In this series we get to know our co-operative members. Today we talk with SBS Group Chief Executive Shaun Drylie about SBS, their vision, being a co-operative and how they keep shareholders engaged.
Based in Invercargill, the 152-year-old bank is New Zealand’s largest building society with 14 branches nationwide and a full 24/7 online banking service.
The bank also has three subsidiary businesses as part of the SBS Group, offering insurance, wealth management and consumer finance.
SBS Bank is believed to have been the first building society in the world to have achieved bank registration, in 2008, while retaining its mutual structure.
1. Shaun - tell us about the vision for SBS Bank?
Our branding has the symbolism of a heart in it, and this really captures what our vision is – to bring the heart back into banking, which is something we think has been lost over the years. SBS aims to create enduring, sustainable value for our members, who are our owners.
We are very much a part of our community and corporate social responsibility is particularly important to us as well. There are a lot of great initiatives underway here, and it’s an exciting time for SBS.
2. What are your main points of difference?
As a co-operative and a bank, our unrelenting focus on our members is what sets us apart. They are our purpose for being and this is at the very front of everyone’s minds here – our Directors, our managers and our people.
We are one of only two member-owned banks in New Zealand so that makes us pretty unique. We are also proud to still be based in Southland, where it all first started more than 150 years ago.
SBS has diversified and now has three other businesses – Funds Administration New Zealand Limited, Southsure Assurance and Finance Now, which offer insurance, wealth management and consumer finance. This has allowed us to extend our offering and our commitment to quality to these businesses and provide further value to our membership base.
3. What are the key issues you are currently trying to address?
The first one is the ongoing response to Covid and from a member perspective, a lot of that was and continues to be around how we can provide assistance. Some of our members have never banked online or they prefer coming into a branch, so they needed extra support to do their banking or to transition to digital banking.
Covid also accelerated remote working and we needed to make sure our team were set up to work from home easily and that they were able to provide a good level of service to our members.
At an organisational level there is always a challenge around capital. We are working with the Reserve Bank to create a capital instrument that will allow us to grow faster and become a more sizable organisation. We can only grow as fast as our retained earnings allow.
4. What trends are you seeing and what is your organisation doing to make itself future proof?
The biggest is the move to digitialisation and we are continually developing our online channels.
As this accelerates, we have to be mindful not to lose the personal connection. It’s about the head and the heart – we have to offer excellent service, products and prices and at the same time, we need to always be strengthening that relationship with members.

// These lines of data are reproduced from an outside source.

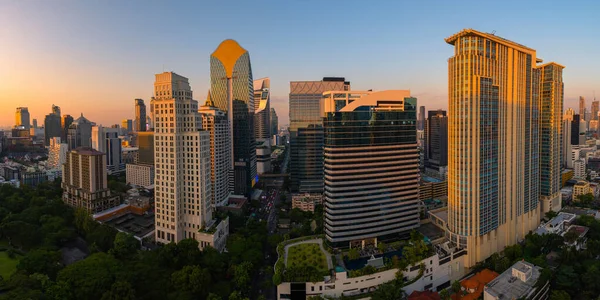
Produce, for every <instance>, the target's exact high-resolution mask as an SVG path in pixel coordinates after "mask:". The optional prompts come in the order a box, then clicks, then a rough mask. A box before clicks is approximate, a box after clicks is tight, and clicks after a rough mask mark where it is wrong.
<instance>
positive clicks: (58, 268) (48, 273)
mask: <svg viewBox="0 0 600 300" xmlns="http://www.w3.org/2000/svg"><path fill="white" fill-rule="evenodd" d="M60 259H61V255H60V252H58V251H49V250H43V249H36V250H31V251H29V252H27V254H26V255H25V256H24V257H23V258H21V260H20V261H19V264H18V265H17V270H19V271H23V272H25V273H26V274H34V273H41V274H46V275H48V277H49V278H50V279H52V280H54V279H55V278H56V274H57V273H58V271H59V270H60V269H61V268H62V266H61V264H60Z"/></svg>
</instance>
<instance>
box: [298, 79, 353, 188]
mask: <svg viewBox="0 0 600 300" xmlns="http://www.w3.org/2000/svg"><path fill="white" fill-rule="evenodd" d="M348 90H350V82H347V81H346V80H345V78H343V77H325V78H323V80H320V81H292V82H290V96H289V105H290V111H289V113H290V128H289V130H290V173H291V174H290V175H291V178H290V179H291V180H290V188H291V190H292V192H302V193H322V192H323V117H322V114H321V98H322V96H323V93H324V92H326V91H348Z"/></svg>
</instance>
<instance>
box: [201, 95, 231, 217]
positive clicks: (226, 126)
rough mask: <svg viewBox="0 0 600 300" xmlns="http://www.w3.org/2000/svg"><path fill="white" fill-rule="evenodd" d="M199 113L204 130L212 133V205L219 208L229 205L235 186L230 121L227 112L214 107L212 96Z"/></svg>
mask: <svg viewBox="0 0 600 300" xmlns="http://www.w3.org/2000/svg"><path fill="white" fill-rule="evenodd" d="M198 112H199V113H200V114H201V116H202V128H203V129H204V130H206V131H208V132H209V133H210V181H211V186H212V190H213V193H212V200H211V203H212V205H213V207H214V208H217V207H220V206H224V205H227V200H228V199H229V195H230V190H231V188H230V184H233V182H230V181H229V180H228V179H229V178H230V177H231V174H232V173H233V169H232V167H231V166H232V162H231V159H232V156H231V142H232V139H231V136H230V135H229V134H230V130H229V121H228V119H227V115H226V114H225V112H223V111H222V110H220V109H218V108H217V107H215V106H214V103H213V102H212V100H211V99H210V94H209V97H208V99H207V100H206V103H205V104H204V106H201V107H200V109H199V110H198Z"/></svg>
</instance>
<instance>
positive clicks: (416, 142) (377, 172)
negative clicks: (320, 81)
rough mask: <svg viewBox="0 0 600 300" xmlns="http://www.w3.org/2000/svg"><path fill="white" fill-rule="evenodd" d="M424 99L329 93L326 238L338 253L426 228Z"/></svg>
mask: <svg viewBox="0 0 600 300" xmlns="http://www.w3.org/2000/svg"><path fill="white" fill-rule="evenodd" d="M416 105H417V99H416V98H412V97H411V96H410V92H409V91H400V90H390V91H381V92H371V91H352V92H349V91H343V90H341V91H328V92H325V93H324V94H323V114H324V125H323V127H324V132H325V138H324V139H325V143H324V154H325V164H324V165H325V167H324V170H325V192H324V200H325V201H324V206H325V236H326V238H327V241H328V242H329V243H330V244H331V245H332V247H334V248H348V247H352V248H356V247H358V248H361V247H365V246H367V245H377V243H378V242H379V241H387V240H394V239H398V238H400V237H401V236H402V235H405V234H406V233H407V232H408V231H410V230H411V229H413V228H416V227H418V226H419V204H418V203H419V154H418V150H417V137H416V119H417V114H416Z"/></svg>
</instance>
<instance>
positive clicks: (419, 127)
mask: <svg viewBox="0 0 600 300" xmlns="http://www.w3.org/2000/svg"><path fill="white" fill-rule="evenodd" d="M425 118H426V115H425V106H419V115H418V117H417V130H425Z"/></svg>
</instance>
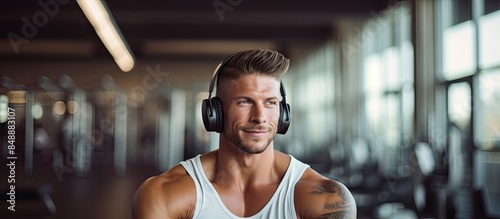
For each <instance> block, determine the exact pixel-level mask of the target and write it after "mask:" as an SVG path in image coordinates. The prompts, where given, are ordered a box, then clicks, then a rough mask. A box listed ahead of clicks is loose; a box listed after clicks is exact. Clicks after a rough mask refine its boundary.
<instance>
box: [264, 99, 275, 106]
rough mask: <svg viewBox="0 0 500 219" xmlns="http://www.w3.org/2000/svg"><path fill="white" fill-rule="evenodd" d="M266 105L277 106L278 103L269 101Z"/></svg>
mask: <svg viewBox="0 0 500 219" xmlns="http://www.w3.org/2000/svg"><path fill="white" fill-rule="evenodd" d="M266 103H267V105H276V104H277V101H275V100H270V101H267V102H266Z"/></svg>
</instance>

Where we are seeing more of a shift is that people are increasingly wanting to be connected to a values-based business. This is already a core strength of a co-operative business and something SBS is really engaged in.
Some of the main areas we are focused on are reducing our environmental impact, helping Kiwis into affordable housing and supporting local organisations. We work closely with Kāinga Ora – Homes and Communities and last year we assisted 548 families to get into their first home through our First Home Loan scheme. We also partner with not-for-profit organisations including the Southland Loss and Grief Centre and Ronald McDonald House South Island to help them help our communities.
5. Co-operation among co-operatives is a Rochdale Principle from 1844 - how do you work with fellow co-operatives?
Joining Cooperative Business New Zealand has been good for us and we see real benefit in working with other co-operatives, so this is an area we are looking to strengthen. Roz has done an amazing job in bringing the diverse group of co-ops together and her vision for Cooperative Business NZ is something we share.
6. For SBS Bank, what are the main benefits of being a co-operative?
Being a co-operative means that profit does not come first and it does seem cliché, but the hierarchy of priorities is clear when you put members at the top. It makes the decision-making process easier because the driver is always member value.
7. How do you keep your shareholders engaged?
We want our members to feel part of SBS and that’s all about communication and engagement. Last year we won the Canstar’s Most Satisfied Customers Award 2020 and that’s something we’re really proud of because we know we’re on the right track with our service offering.
Many of our members are able to vote at our AGM and we also regularly seek their feedback on change and improvement initiatives.